I think Judas Iscariot was terrified of scarcity. Remember how he resented Mary of Bethany’s offering of expensive perfume to anoint Jesus—how dare she waste that! Judas betrays Jesus for 30 pieces of silver. Judas can’t begin to see the common good and bounty of Jesus’s presence, because he’s so worried about himself.
The scriptures tell us that with God, there will always be enough. Enough for me. Enough for you.
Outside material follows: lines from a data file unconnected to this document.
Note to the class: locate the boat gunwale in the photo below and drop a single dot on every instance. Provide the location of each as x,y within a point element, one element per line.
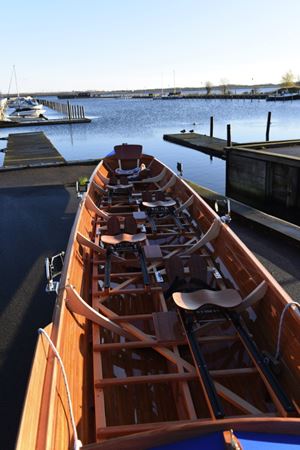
<point>45,433</point>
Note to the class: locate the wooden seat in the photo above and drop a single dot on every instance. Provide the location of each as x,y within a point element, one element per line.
<point>166,204</point>
<point>128,159</point>
<point>114,235</point>
<point>123,237</point>
<point>160,200</point>
<point>227,298</point>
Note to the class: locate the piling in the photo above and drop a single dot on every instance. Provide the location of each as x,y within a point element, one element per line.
<point>211,130</point>
<point>268,126</point>
<point>229,135</point>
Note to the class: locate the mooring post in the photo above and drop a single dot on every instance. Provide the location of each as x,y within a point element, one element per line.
<point>268,126</point>
<point>228,135</point>
<point>69,110</point>
<point>211,131</point>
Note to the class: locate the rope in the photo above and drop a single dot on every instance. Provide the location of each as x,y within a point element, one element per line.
<point>281,324</point>
<point>77,442</point>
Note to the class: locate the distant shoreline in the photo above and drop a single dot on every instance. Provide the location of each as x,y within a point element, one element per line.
<point>154,91</point>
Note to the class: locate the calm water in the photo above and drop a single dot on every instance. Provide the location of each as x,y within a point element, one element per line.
<point>145,121</point>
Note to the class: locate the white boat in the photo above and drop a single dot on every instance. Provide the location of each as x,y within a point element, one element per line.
<point>26,112</point>
<point>24,102</point>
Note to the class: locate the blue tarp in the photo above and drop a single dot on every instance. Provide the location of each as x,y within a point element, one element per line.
<point>249,441</point>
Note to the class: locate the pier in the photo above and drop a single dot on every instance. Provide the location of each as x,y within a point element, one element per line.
<point>70,114</point>
<point>206,144</point>
<point>40,205</point>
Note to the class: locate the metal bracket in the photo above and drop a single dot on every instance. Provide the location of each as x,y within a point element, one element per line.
<point>53,268</point>
<point>222,207</point>
<point>81,187</point>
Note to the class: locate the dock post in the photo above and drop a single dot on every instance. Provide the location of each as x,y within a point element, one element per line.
<point>211,131</point>
<point>69,109</point>
<point>268,126</point>
<point>228,135</point>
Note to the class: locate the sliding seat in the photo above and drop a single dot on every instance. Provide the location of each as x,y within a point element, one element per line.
<point>117,242</point>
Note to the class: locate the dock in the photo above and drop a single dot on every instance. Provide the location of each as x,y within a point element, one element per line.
<point>42,122</point>
<point>201,142</point>
<point>29,149</point>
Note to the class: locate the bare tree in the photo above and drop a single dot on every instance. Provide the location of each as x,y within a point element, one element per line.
<point>287,79</point>
<point>208,87</point>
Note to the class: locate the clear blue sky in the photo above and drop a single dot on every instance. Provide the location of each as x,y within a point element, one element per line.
<point>127,44</point>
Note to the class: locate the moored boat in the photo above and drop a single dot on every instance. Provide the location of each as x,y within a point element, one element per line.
<point>169,329</point>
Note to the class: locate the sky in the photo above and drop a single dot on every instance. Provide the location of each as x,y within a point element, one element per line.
<point>65,45</point>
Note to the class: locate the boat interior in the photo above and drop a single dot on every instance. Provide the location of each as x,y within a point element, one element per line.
<point>164,318</point>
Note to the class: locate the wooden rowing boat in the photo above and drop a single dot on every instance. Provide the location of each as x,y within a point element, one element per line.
<point>146,366</point>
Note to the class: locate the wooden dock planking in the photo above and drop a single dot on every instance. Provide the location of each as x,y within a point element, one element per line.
<point>206,144</point>
<point>30,149</point>
<point>39,122</point>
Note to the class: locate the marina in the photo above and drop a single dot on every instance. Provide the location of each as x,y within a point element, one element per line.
<point>206,144</point>
<point>211,402</point>
<point>48,179</point>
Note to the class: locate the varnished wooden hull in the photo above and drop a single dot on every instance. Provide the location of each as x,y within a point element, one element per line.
<point>115,404</point>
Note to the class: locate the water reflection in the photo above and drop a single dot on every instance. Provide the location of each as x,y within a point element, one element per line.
<point>145,121</point>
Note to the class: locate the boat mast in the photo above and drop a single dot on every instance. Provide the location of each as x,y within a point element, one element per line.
<point>14,70</point>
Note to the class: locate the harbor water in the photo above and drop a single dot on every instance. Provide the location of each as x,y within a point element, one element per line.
<point>145,121</point>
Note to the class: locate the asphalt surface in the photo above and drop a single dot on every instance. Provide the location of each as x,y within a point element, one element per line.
<point>35,222</point>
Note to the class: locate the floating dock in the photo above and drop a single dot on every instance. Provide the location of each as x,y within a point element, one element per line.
<point>206,144</point>
<point>41,203</point>
<point>29,149</point>
<point>42,122</point>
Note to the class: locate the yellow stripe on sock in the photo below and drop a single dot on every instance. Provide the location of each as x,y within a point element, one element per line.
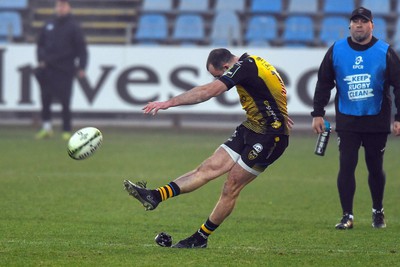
<point>170,191</point>
<point>163,194</point>
<point>204,228</point>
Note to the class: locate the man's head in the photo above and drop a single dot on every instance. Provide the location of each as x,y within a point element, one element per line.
<point>361,25</point>
<point>62,8</point>
<point>219,60</point>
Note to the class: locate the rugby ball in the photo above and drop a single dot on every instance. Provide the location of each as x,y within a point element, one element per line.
<point>84,142</point>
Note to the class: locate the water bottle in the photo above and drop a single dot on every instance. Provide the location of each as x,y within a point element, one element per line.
<point>323,139</point>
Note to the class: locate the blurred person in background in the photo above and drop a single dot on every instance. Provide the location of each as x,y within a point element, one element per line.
<point>257,143</point>
<point>363,69</point>
<point>62,54</point>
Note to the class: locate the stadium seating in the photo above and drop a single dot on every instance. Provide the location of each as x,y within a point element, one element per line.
<point>261,29</point>
<point>13,4</point>
<point>236,5</point>
<point>336,7</point>
<point>193,5</point>
<point>152,27</point>
<point>299,30</point>
<point>396,36</point>
<point>303,6</point>
<point>266,6</point>
<point>333,28</point>
<point>10,25</point>
<point>157,5</point>
<point>381,7</point>
<point>226,29</point>
<point>189,29</point>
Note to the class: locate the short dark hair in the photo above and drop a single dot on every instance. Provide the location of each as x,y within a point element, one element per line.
<point>218,57</point>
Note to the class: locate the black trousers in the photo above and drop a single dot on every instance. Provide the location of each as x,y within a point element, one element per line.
<point>374,148</point>
<point>56,86</point>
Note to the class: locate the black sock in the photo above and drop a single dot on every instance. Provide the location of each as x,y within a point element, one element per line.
<point>164,192</point>
<point>205,230</point>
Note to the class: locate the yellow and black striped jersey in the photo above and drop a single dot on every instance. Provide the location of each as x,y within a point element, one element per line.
<point>262,94</point>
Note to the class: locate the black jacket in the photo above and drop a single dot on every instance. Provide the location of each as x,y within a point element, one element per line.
<point>327,81</point>
<point>61,45</point>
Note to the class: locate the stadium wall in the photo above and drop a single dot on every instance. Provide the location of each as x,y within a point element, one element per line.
<point>121,79</point>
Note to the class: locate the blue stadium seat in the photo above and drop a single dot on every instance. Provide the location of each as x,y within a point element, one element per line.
<point>10,25</point>
<point>236,5</point>
<point>266,6</point>
<point>334,28</point>
<point>396,36</point>
<point>157,5</point>
<point>13,4</point>
<point>298,30</point>
<point>381,7</point>
<point>344,7</point>
<point>152,27</point>
<point>261,29</point>
<point>189,28</point>
<point>226,28</point>
<point>193,5</point>
<point>380,28</point>
<point>303,6</point>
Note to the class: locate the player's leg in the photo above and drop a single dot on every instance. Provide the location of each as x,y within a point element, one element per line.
<point>374,146</point>
<point>216,165</point>
<point>219,163</point>
<point>46,95</point>
<point>65,94</point>
<point>260,152</point>
<point>349,144</point>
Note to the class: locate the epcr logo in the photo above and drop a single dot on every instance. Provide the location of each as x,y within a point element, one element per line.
<point>358,60</point>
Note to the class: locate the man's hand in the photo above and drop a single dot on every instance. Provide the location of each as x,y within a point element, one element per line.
<point>290,123</point>
<point>318,125</point>
<point>396,128</point>
<point>154,107</point>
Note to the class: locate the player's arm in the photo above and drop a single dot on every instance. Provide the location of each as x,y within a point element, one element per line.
<point>195,95</point>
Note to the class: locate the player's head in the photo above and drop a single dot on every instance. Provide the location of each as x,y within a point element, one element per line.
<point>361,25</point>
<point>218,61</point>
<point>62,8</point>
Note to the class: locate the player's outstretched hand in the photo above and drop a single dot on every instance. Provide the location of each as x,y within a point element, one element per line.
<point>154,107</point>
<point>396,128</point>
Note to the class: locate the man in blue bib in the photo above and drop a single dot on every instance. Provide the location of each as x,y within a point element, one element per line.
<point>362,68</point>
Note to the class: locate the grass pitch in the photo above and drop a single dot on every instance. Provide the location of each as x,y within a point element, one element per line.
<point>56,211</point>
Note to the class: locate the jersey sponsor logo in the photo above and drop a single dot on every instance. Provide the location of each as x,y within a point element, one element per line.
<point>276,124</point>
<point>231,72</point>
<point>50,27</point>
<point>258,147</point>
<point>357,63</point>
<point>359,86</point>
<point>252,155</point>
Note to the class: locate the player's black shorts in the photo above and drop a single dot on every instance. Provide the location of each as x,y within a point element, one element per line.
<point>254,151</point>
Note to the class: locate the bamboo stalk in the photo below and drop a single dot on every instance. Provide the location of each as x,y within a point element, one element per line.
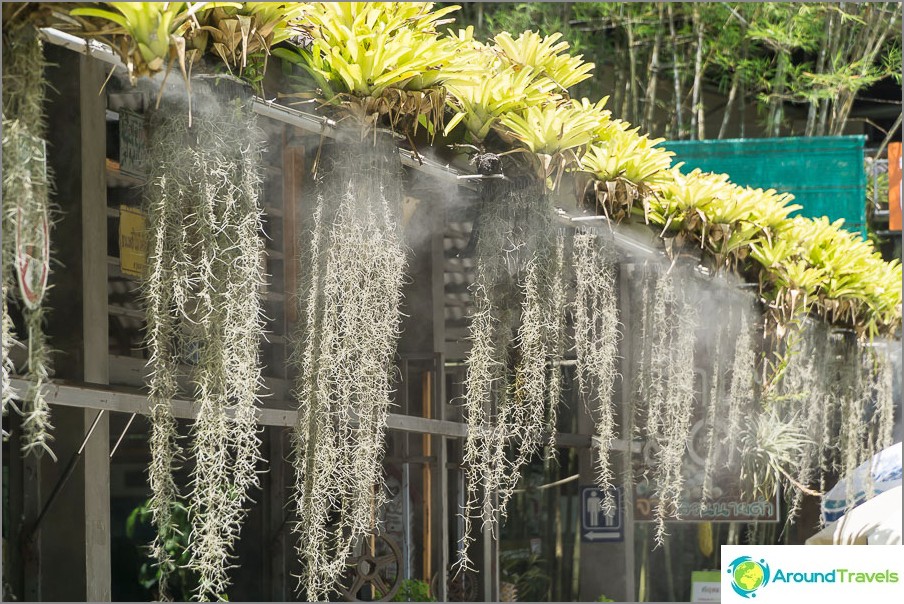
<point>698,126</point>
<point>650,99</point>
<point>679,125</point>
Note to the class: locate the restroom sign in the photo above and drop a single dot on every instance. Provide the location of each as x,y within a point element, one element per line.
<point>597,523</point>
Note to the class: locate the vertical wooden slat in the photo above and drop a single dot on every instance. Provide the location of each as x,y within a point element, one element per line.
<point>426,409</point>
<point>95,325</point>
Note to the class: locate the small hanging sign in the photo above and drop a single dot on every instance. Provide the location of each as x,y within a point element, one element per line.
<point>132,241</point>
<point>132,143</point>
<point>32,255</point>
<point>598,523</point>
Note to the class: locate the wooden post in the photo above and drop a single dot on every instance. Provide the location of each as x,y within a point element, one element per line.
<point>73,547</point>
<point>95,325</point>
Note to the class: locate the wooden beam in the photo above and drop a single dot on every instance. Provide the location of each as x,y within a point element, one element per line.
<point>111,398</point>
<point>95,324</point>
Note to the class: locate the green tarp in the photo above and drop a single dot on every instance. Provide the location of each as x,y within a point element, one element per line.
<point>825,173</point>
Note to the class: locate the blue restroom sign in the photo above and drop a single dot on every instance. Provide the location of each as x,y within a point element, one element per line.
<point>597,522</point>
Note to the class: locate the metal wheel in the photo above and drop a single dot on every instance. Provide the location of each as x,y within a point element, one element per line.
<point>374,572</point>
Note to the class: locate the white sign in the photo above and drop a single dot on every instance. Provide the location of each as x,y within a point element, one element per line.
<point>812,573</point>
<point>597,522</point>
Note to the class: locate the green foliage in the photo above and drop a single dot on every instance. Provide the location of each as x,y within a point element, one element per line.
<point>381,58</point>
<point>179,577</point>
<point>527,572</point>
<point>413,590</point>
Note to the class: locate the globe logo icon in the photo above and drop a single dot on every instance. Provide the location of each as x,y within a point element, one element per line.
<point>748,575</point>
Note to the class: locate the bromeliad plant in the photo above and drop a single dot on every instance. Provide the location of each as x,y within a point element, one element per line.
<point>380,59</point>
<point>624,168</point>
<point>376,60</point>
<point>26,226</point>
<point>148,36</point>
<point>517,328</point>
<point>202,294</point>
Enough to share.
When Jesus gives the prayer that we call The Lord’s Prayer, he includes that phrase, “give us today our daily bread.”
Rowan Williams, the former Archbishop of Canterbury, reflects on this in a meditation where he writes about this phrase:
…At least some people in the early church understood [this phrase from the Lord’s Prayer] it to mean the bread we want for tomorrow or even the bread of tomorrow; “give us today tomorrow’s bread”. . . Give us a foretaste of that great banquet and celebration where the universe is drawn together by Christ in the presence of God the Father. And so … Holy Communion is, at one level, bread for today, it’s very much our daily bread, it’s the food we need to keep going; but it’s also a foretaste of the bread of heaven, a foretaste of enjoying the presence of Jesus in heaven, at his table, at his banquet… (Reflections on the Lord’s Prayer)
Jesus says, “Look to God for the true bread from heaven. Look to God for the bread that comes down and gives life to the world.” And then Jesus says, “I am the bread of life. Whoever comes to me will never be hungry, and whoever believes in me will never be thirsty.”
There are several themes to Maundy Thursday. One has to do with Jesus’s washing of his disciples’ feet. In that we’re not washing each other’s feet this year, that aspect of the day, in some ways, is both emphasized and de-emphasized. But even when we include it, the washing to feet should not be disconnected from the meal that Jesus shares with his disciples, and the sharing of himself.
The way John describes it, the supper is going on, the drama around Judas is beginning to play out, and Jesus is talking with the disciples. Jesus interrupts the meal, it seems like, in order to wash the disciples’ feet, and then comes back to the table. He and continues talking, sharing, and encouraging. The bread of service, the bread of Jesus’s Body and Blood, and the Bread of Heaven are the same—broken, shared, and enjoyed. Like the story of the feeding of the thousands, the miracle of multiplication begins in the Last Supper, as the disciples eat, but stop short of becoming full. They know that Jesus is not finished with them yet. That God is not finished with them yet.
Last year, during Holy Week, we went without sharing the Body of Christ in Holy Communion. This year, many of us break bread together but are still painfully aware of those who join us spiritually—those at home, and those who have died over the last year. We have been hungry this year—too many in our community and the world have literally hungered for good. Too many continue to hunger for justice and fairness and decency among all people—in Minneapolis and in Manhattan. Many hunger for peace. Many hunger for healing.
As we eat, we receive what might seem like just a very little. But it is a foretaste, a promise from him who fills us with all that we need.
During Communion, the choir will sing words of St. Thomas Aquinas set to music by Olivier Messiaen.
O sacred banquet! in which Christ is received, the memory of his Passion is renewed, the mind is filled with grace, and a pledge of future glory to us is given. Alleluia.
A pledge of future glory. The Eucharist, the Lord’s Supper, the Holy Communion—by whatever name we know it in our hearts—is food for the journey and a promise that there will always be more, for our journey with Christ through this life, and our journey with him through death and into eternal life.
Thanks be to God for this feast—which, even when spare, is more than enough.